Daily Mail: For the first time, an oxygen atmosphere has been discovered on a world other than Earth—on Saturn’s second-largest moon, Rhea. In March NASA’s Cassini spacecraft flew though the moon’s outer atmosphere, scooping up and identifying molecules in situ. Published in Science, the findings reveal an extremely thin atmosphere with an oxygen density about 5 trillion times less than that of Earth. The paper’s authors speculate that the atmosphere is sustained by high-energy particles bombarding the moon’s icy surface and kicking up atoms, molecules, and ions.
New Scientist: Microsoft is developing a way to create temporary bumps, ridges, and other textural features on a touchscreen, writes Paul Marks for New Scientist. The tactile touchscreen works by using a layer of shape-memory plastic to distort the surface of the screen when different wavelengths of ultraviolet light strike the screen’s pixels from beneath. Large table-sized computing displays such as Microsoft’s Surface are the target application, rather than phones or tablets. “Creating well-defined bumps on a touch surface is in many ways the holy grail of text entry on touch devices because it would enable touch typing at much faster speeds than on touchscreens today,” says Patrick Baudisch, a display interaction expert at the University of Potsdam in Germany.
Space.com: Lockheed Martin is proposing a manned mission to the far side of the Moon, perhaps as early as 2016, using its Orion spacecraft under development. The company says the endeavor would be good preparation for future trips to an asteroid or to Mars—both stated goals of President Obama. During the Moon mission, human astronauts, who would remain in orbit, would send robotic rovers to the surface to gather rock specimens from the South Pole–Aitken basin and to deploy a radio telescope array on the far side.

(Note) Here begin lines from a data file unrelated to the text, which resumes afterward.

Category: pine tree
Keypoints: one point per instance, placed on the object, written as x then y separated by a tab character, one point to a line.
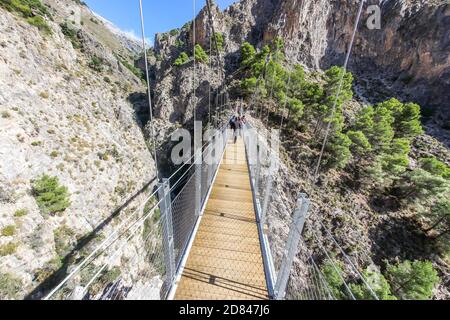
333	274
295	108
364	121
377	283
332	78
395	161
435	167
339	150
412	280
182	59
440	216
382	132
200	54
407	119
360	146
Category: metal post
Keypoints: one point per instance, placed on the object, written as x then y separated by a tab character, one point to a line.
268	191
295	232
258	170
167	232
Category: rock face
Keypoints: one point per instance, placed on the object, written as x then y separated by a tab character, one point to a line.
62	118
408	57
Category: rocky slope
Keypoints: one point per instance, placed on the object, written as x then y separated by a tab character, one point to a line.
62	118
408	57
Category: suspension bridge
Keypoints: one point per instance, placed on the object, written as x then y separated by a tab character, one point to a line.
204	232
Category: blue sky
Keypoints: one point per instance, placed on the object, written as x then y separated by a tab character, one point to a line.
160	15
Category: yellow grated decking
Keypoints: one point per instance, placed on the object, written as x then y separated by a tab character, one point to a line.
225	261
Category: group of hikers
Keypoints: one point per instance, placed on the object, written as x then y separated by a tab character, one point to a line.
236	124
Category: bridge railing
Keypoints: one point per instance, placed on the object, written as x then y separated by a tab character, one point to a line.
280	221
141	258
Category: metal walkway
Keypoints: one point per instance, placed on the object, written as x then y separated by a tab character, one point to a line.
225	261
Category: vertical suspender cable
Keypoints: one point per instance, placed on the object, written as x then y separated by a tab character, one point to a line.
316	173
144	47
210	78
193	72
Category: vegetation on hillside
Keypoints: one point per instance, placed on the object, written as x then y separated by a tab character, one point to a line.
50	196
373	147
407	281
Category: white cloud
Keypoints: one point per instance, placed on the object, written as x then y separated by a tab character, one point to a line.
131	34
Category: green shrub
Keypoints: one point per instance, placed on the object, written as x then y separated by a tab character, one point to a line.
377	283
200	54
10	286
71	35
334	275
8	231
8	249
218	37
44	95
96	64
40	23
182	59
6	114
50	196
174	32
412	280
20	213
64	240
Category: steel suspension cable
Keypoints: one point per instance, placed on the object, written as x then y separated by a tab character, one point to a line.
144	47
286	102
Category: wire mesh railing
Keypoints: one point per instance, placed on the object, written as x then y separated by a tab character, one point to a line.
279	235
140	258
297	269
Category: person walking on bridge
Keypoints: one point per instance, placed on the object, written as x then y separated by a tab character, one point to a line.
233	126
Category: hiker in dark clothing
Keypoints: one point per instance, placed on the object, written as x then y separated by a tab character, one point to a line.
233	125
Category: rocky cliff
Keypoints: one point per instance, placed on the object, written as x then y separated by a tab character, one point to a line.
65	112
409	57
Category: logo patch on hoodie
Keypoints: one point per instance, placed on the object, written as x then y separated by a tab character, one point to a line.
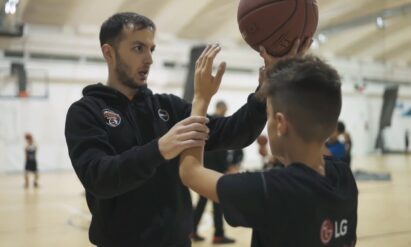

Washington Post: The man who invented the digital camera didn’t really know anything about photography; nor had he ever even mentioned to his wife that he was the inventor. Last week, however, Steve Sasson was one of four people awarded the 2009 National Medal of Technology and Innovation by President Obama—for his invention while working for Kodak in the late 1970s. Monica Hesse of the Washington Post writes an entertaining profile of this quirky, 60-year-old inventor from Upstate New York.